The Temple in Jerusalem or Holy Temple (Hebrew: בֵּית־הַמִּקְדָּשׁ, Modern: Beit HaMikdash, Beiṯ HamMiqdāš, Beis HaMikdosh; Ge'ez: ቤተ መቅደስ?: Betä Mäqdäs) was any of a series of structures which were located on the Temple Mount in the Old City of Jerusalem, the current site of the Dome of the Rock and Al-Aqsa Mosque. These successive temples stood at this location and functioned as a site of ancient Israelite and later Jewish worship.

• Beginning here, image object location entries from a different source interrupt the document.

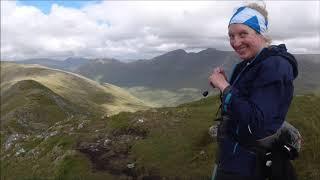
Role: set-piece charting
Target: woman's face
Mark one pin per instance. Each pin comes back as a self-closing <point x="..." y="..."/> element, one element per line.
<point x="245" y="41"/>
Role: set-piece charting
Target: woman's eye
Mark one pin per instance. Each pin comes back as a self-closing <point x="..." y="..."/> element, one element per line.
<point x="243" y="34"/>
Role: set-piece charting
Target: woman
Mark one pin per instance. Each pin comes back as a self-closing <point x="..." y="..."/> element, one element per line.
<point x="256" y="99"/>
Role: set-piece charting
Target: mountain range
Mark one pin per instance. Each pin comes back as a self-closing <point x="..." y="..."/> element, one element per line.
<point x="175" y="70"/>
<point x="61" y="125"/>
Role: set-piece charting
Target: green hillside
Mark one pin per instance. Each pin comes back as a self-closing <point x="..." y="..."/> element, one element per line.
<point x="156" y="143"/>
<point x="77" y="89"/>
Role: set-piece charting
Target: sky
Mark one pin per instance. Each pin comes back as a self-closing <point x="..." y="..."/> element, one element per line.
<point x="129" y="30"/>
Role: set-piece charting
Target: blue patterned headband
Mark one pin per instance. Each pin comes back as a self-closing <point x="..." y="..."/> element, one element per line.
<point x="251" y="18"/>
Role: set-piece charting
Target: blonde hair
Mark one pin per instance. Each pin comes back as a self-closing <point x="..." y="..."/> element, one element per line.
<point x="263" y="11"/>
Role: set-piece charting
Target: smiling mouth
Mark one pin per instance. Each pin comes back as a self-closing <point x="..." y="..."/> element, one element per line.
<point x="241" y="50"/>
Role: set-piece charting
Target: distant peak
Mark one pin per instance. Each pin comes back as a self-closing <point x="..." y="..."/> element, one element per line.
<point x="208" y="50"/>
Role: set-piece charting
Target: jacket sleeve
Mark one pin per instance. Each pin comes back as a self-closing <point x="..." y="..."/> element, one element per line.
<point x="261" y="112"/>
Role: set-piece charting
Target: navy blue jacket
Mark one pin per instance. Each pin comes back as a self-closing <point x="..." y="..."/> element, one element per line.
<point x="257" y="103"/>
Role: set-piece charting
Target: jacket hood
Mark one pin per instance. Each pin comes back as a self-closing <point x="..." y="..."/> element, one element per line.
<point x="281" y="50"/>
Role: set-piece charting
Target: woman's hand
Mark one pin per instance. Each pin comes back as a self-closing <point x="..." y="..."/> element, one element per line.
<point x="218" y="79"/>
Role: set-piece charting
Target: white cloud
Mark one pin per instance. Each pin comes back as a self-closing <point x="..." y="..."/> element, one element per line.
<point x="142" y="29"/>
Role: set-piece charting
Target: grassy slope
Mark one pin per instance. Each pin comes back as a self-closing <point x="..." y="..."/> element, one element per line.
<point x="44" y="112"/>
<point x="75" y="88"/>
<point x="177" y="144"/>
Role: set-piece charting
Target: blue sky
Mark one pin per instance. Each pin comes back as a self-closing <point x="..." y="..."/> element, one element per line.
<point x="141" y="29"/>
<point x="45" y="5"/>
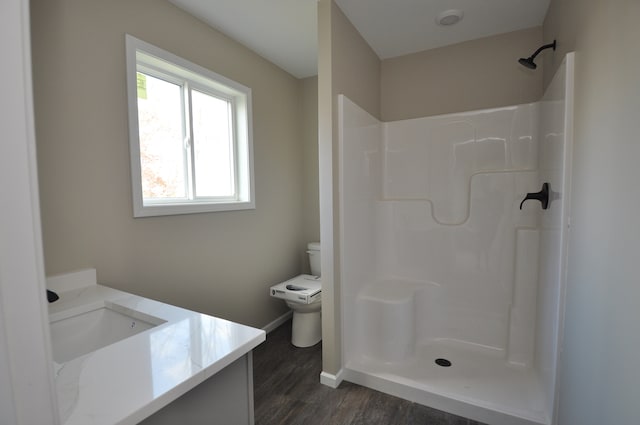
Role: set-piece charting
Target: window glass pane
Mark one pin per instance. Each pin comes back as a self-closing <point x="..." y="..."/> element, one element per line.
<point x="212" y="144"/>
<point x="162" y="157"/>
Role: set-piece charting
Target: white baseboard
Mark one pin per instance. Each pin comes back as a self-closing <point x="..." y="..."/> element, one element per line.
<point x="279" y="321"/>
<point x="330" y="380"/>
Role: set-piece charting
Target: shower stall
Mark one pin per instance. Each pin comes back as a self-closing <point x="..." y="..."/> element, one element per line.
<point x="451" y="289"/>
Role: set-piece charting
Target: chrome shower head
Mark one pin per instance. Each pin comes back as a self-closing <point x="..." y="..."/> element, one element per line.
<point x="529" y="63"/>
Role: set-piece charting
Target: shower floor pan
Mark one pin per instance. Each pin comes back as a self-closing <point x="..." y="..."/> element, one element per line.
<point x="478" y="385"/>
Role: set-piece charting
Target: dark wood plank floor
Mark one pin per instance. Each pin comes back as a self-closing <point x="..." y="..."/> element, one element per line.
<point x="288" y="391"/>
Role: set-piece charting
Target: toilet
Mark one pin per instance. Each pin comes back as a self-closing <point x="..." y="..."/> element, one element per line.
<point x="303" y="295"/>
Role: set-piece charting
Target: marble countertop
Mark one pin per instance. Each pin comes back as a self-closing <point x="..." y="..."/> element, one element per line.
<point x="129" y="380"/>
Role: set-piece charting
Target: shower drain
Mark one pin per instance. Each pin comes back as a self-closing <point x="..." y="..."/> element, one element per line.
<point x="443" y="362"/>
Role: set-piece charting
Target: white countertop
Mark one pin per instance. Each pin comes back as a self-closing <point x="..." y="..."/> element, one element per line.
<point x="129" y="380"/>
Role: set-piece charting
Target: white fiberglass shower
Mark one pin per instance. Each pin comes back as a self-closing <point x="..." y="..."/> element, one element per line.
<point x="451" y="294"/>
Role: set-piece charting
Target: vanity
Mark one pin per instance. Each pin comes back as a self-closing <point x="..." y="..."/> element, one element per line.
<point x="124" y="359"/>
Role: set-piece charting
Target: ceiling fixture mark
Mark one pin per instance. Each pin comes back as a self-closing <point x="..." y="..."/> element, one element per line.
<point x="449" y="17"/>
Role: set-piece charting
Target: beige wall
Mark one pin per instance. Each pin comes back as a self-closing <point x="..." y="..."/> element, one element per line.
<point x="477" y="74"/>
<point x="599" y="369"/>
<point x="311" y="208"/>
<point x="346" y="65"/>
<point x="218" y="263"/>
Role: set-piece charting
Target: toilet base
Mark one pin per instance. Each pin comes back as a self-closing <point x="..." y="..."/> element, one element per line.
<point x="306" y="328"/>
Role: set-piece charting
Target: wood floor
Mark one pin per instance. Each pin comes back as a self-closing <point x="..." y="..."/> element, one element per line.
<point x="288" y="391"/>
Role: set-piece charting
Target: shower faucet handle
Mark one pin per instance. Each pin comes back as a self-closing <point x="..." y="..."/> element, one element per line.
<point x="542" y="196"/>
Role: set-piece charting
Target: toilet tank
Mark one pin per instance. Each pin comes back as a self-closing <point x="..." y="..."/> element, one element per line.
<point x="313" y="249"/>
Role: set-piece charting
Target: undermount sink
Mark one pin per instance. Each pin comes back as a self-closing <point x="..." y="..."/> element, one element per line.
<point x="88" y="331"/>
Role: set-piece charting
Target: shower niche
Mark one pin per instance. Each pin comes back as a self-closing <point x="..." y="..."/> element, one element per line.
<point x="440" y="265"/>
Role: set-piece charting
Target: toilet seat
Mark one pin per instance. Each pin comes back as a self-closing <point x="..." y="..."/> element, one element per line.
<point x="302" y="289"/>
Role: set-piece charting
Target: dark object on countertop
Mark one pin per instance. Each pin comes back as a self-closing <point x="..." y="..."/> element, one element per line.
<point x="52" y="296"/>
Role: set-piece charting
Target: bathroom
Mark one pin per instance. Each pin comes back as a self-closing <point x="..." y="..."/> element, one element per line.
<point x="200" y="261"/>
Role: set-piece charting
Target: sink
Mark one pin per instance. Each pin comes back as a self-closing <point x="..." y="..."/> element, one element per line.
<point x="88" y="331"/>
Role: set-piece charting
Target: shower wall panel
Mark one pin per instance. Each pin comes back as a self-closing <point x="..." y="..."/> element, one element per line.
<point x="556" y="112"/>
<point x="430" y="210"/>
<point x="360" y="184"/>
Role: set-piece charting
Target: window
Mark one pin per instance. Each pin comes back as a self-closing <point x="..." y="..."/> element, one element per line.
<point x="189" y="134"/>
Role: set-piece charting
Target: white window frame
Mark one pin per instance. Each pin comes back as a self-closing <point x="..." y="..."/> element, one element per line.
<point x="142" y="56"/>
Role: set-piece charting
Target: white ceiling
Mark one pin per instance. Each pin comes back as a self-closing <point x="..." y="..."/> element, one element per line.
<point x="285" y="31"/>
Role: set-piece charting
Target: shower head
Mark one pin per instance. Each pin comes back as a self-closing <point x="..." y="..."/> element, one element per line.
<point x="529" y="63"/>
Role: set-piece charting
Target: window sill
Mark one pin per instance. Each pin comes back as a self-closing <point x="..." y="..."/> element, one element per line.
<point x="179" y="209"/>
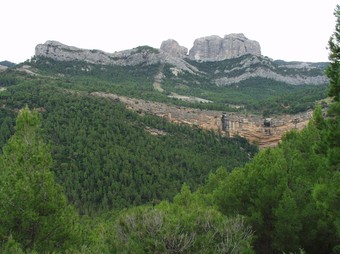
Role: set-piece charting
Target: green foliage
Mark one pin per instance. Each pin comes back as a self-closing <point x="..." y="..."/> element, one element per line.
<point x="104" y="158"/>
<point x="33" y="210"/>
<point x="275" y="193"/>
<point x="181" y="227"/>
<point x="333" y="69"/>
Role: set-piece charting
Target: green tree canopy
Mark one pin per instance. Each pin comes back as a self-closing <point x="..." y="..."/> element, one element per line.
<point x="33" y="209"/>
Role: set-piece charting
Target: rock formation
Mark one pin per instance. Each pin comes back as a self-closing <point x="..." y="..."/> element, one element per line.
<point x="252" y="127"/>
<point x="173" y="48"/>
<point x="215" y="48"/>
<point x="250" y="62"/>
<point x="140" y="55"/>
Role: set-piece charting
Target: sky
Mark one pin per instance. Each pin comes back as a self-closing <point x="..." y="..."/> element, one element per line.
<point x="290" y="30"/>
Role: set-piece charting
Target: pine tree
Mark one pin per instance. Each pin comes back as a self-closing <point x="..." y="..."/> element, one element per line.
<point x="33" y="209"/>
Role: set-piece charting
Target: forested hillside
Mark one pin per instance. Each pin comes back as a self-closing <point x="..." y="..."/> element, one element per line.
<point x="81" y="174"/>
<point x="105" y="155"/>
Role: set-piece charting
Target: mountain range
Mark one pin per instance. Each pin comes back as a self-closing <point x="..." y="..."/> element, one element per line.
<point x="226" y="61"/>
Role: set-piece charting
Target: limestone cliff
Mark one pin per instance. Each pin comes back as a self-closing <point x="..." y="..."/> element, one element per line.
<point x="215" y="48"/>
<point x="173" y="48"/>
<point x="231" y="60"/>
<point x="132" y="57"/>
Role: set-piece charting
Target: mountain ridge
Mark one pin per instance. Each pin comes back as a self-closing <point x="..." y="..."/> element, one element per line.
<point x="240" y="56"/>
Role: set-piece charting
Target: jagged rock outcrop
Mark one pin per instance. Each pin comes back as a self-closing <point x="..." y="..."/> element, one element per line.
<point x="251" y="127"/>
<point x="294" y="73"/>
<point x="173" y="48"/>
<point x="215" y="48"/>
<point x="140" y="55"/>
<point x="250" y="62"/>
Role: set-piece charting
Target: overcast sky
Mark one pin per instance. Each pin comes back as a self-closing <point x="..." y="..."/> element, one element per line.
<point x="286" y="29"/>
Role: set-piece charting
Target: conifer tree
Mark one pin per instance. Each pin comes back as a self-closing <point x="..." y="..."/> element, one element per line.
<point x="33" y="209"/>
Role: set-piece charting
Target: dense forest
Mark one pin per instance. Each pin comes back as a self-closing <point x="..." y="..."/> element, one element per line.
<point x="80" y="174"/>
<point x="105" y="156"/>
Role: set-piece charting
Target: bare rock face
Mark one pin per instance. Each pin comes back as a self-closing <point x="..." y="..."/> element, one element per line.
<point x="173" y="48"/>
<point x="140" y="55"/>
<point x="215" y="48"/>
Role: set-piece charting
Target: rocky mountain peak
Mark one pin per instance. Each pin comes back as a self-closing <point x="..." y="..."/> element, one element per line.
<point x="173" y="48"/>
<point x="215" y="48"/>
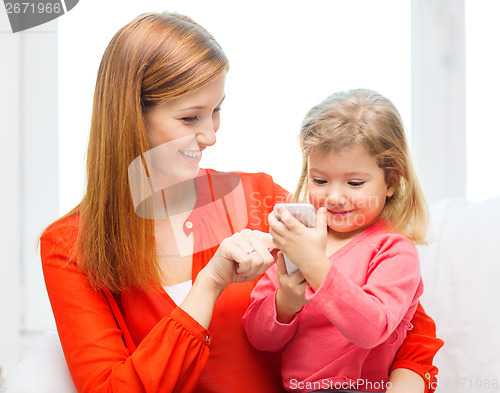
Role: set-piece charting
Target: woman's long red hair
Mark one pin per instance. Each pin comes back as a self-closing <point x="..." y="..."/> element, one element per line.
<point x="154" y="58"/>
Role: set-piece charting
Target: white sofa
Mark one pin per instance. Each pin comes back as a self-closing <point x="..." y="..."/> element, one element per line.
<point x="461" y="269"/>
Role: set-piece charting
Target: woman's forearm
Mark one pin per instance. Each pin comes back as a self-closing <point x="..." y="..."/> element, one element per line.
<point x="200" y="301"/>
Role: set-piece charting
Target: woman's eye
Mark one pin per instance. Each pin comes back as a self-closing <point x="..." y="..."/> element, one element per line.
<point x="319" y="181"/>
<point x="190" y="119"/>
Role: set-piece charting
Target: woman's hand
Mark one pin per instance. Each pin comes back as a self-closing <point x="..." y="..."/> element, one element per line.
<point x="242" y="257"/>
<point x="291" y="295"/>
<point x="405" y="381"/>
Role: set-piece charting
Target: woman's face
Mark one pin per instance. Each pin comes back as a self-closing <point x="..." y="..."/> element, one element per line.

The Bible says that the First Temple was built in 957 BCE by Solomon, King of Israel. Raided periodically by foreign empires over the centuries, the First Temple was totally destroyed by Babylonian conquerors in 586 BCE.
The Second Temple was built in 516 BCE with Persian approval. During the first centuries BCE and CE, the Temple was refurbished by the ruling Herod family and was popularly known as Herod's Temple. The New Testament states that Jesus led a riot in protest against unfair mercantile practices at Herod's Temple, and that the Temple curtain (which excluded the common people from God's most sacred place) spontaneously tore at the moment of Jesus' death, approximately a week later. Shortly after the decline of the Herods, the Jewish War began. The Romans destroyed the Temple in 70 CE at the climax of this war.
The Temple ruins, particularly the Western or Wailing Wall, remain an important pilgrimage site in Judaism. Judeo-Christian eschatology, including the form based on the Book of Revelation, includes a belief that a Third Temple will be constructed in the future.